Mechanisms of synaptic competition at developing neuromuscular synapses
We are studying the mechanisms underlying synaptic competition during neural development, using neuromuscular synapses as a model system. Using transgenic mice in which the dynamics of synaptic vesicle recycling and trafficking can be monitored in vivo, we are testing the hypothesis that activity modulates presynaptic vesicle recycling and trafficking, affecting synaptic structure, strength and survival.The results of these experiments will provide fundamentally new insights into mechanisms by which activity changes synaptic function and neural circuitry during normal development, and contribute to understanding of developmental disorders such as epilepsy, autism and mental retardation. Click here for more details.
Mechanisms of neuron-astrocyte signaling underlying synapse formation and function
We are studying the mechanisms by which astrocytes modulate inhibitory synapse formation and function in the developing central nervous system. Previous work and preliminary studies in hippocampal neurons in vitro suggest that astrocytes release soluble signals into the media (astrocyte conditioned media, ACM) that increase inhibitory neuron axon elongation, branching as well as synaptogenesis, by the criteria of increasing the number of GABAergic presynaptic terminals colocalized with postsynaptic GABAAR clusters (Elmariah et al., 2004; 2005; Hughes et al., 2010). These data lead to the hypothesis that secreted signals from astrocytes mediate the formationn of inhibitory synapses during neural development. The results of these experiments will extend our understanding of how inhibitory synapses are formed during neural development, and may also contribute to understanding of disorders of development such as epilepsy, autism and mental retardation. Click here for more details.

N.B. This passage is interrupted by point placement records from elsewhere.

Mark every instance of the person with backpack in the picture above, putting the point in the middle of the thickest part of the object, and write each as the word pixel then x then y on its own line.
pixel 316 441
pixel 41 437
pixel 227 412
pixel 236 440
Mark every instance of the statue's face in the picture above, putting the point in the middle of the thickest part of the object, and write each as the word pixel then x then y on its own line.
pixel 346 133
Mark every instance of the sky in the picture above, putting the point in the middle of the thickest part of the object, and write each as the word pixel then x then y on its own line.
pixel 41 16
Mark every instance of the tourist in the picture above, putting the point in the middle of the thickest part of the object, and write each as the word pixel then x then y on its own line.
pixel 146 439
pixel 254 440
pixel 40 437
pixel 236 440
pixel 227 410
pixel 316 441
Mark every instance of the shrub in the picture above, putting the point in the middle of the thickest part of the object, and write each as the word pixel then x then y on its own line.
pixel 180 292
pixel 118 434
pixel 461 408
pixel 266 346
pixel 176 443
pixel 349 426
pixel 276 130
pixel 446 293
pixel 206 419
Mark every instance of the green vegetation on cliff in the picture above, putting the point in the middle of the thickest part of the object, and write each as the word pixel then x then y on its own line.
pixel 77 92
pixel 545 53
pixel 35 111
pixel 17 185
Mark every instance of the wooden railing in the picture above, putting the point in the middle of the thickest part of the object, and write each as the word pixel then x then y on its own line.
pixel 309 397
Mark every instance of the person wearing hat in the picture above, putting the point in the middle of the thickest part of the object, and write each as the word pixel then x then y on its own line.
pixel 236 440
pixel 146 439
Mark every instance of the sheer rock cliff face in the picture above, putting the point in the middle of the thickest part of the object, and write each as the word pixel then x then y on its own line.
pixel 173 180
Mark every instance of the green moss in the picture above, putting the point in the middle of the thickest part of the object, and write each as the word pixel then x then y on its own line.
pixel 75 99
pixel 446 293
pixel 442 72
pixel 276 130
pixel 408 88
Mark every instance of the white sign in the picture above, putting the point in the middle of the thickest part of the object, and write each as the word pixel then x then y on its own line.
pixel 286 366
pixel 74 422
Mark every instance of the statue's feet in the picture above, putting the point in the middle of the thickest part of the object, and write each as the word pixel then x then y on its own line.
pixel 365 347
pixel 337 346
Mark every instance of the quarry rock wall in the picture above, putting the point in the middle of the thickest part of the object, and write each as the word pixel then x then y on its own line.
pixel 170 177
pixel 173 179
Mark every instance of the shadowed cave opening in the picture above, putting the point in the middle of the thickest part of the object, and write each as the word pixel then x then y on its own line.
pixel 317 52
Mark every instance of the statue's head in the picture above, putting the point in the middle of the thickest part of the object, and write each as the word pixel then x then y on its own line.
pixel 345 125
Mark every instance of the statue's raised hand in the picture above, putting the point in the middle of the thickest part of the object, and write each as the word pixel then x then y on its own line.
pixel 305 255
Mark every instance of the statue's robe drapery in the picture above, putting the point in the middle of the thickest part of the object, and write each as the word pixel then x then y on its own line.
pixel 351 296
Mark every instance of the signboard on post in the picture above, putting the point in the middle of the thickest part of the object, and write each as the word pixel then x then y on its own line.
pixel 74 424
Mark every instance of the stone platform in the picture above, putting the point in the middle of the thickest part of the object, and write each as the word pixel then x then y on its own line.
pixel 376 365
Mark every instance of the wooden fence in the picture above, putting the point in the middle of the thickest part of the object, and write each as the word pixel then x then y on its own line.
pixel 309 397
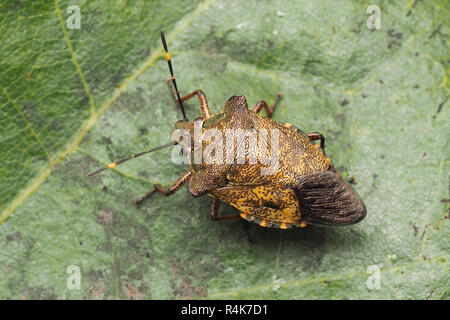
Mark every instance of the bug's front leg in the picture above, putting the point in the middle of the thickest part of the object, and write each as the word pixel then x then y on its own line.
pixel 213 215
pixel 269 110
pixel 317 136
pixel 206 113
pixel 171 190
pixel 215 209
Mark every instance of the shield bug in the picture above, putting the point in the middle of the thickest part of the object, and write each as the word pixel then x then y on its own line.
pixel 302 186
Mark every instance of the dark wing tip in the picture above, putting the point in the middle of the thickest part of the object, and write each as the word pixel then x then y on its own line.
pixel 326 199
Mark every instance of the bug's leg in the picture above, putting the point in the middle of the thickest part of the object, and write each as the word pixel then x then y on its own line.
pixel 269 110
pixel 317 136
pixel 171 190
pixel 215 209
pixel 245 228
pixel 206 113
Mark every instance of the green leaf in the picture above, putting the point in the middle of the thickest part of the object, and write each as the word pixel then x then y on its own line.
pixel 74 100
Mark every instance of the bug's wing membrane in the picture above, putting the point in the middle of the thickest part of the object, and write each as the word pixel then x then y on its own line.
pixel 326 199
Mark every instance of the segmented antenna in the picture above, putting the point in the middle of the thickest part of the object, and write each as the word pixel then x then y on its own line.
pixel 135 155
pixel 169 62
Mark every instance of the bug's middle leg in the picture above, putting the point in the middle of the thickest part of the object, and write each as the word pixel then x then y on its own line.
pixel 171 190
pixel 269 110
pixel 206 113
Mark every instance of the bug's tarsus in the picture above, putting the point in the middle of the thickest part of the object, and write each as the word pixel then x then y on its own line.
pixel 135 155
pixel 169 62
pixel 317 136
pixel 246 228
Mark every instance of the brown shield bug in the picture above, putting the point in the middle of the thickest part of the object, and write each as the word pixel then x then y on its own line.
pixel 302 186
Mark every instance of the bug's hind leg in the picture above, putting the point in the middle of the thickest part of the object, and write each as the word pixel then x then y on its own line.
pixel 213 215
pixel 171 190
pixel 206 113
pixel 317 136
pixel 269 110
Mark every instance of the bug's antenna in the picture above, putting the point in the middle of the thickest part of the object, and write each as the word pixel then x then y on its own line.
pixel 163 39
pixel 135 155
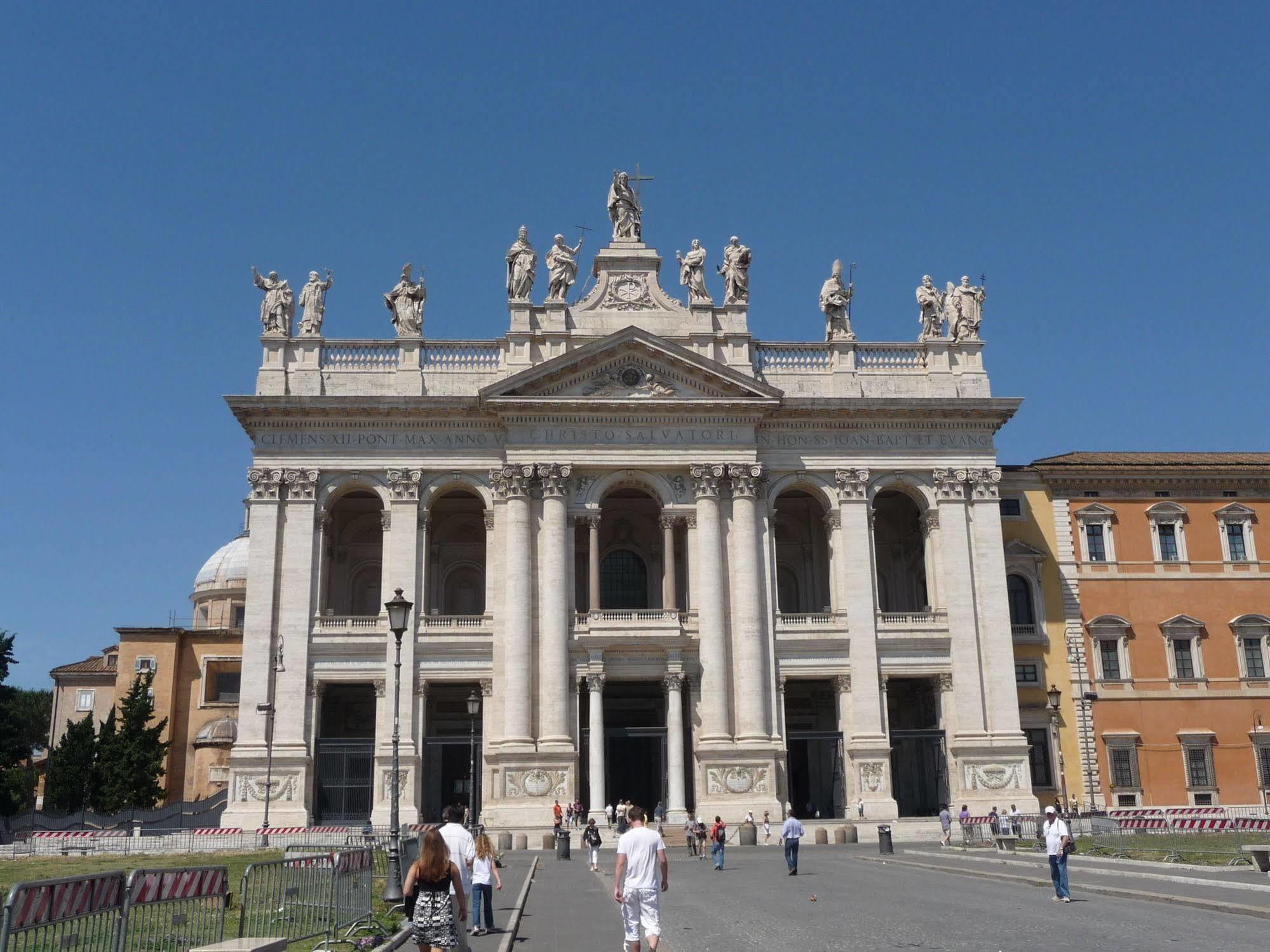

Pathophysiologic mechanisms of CNS autoimmunity
Novel forms of encephalitis were recently identified by Dr. Josep Dalmau in the Dept. of Neurology, Hospital Clinic and University of Barcelona, Spain. These diseases are associated with antibodies to the NR1 subunit of the N-methyl-D-aspartate (NMDA) receptor, the GluR1 / GluR2 subunits of the AMPA receptor, among several other cell surface proteins. These disorders were initially identified in young women with ovarian teratoma who presented with psychosis or memory problems that evolved to severe complications requiring prolonged intensive care support. Prompt recognition of this disorder is important because patients often improve with treatment.
With Dr. Dalmau and his lab, we are working to study the binding of patients’ antibodies to NMDA or AMPA receptor clusters at synapses formed in cultures of rodent hippocampal neurons. We are also determining how cerebrospinal fluid from affected patients affects synapse structure and function, how NMDA receptors are cleared from synapses, and whether these affects are reversible. Collaborative efforts are underway to generate and characterize animal models of this human disease.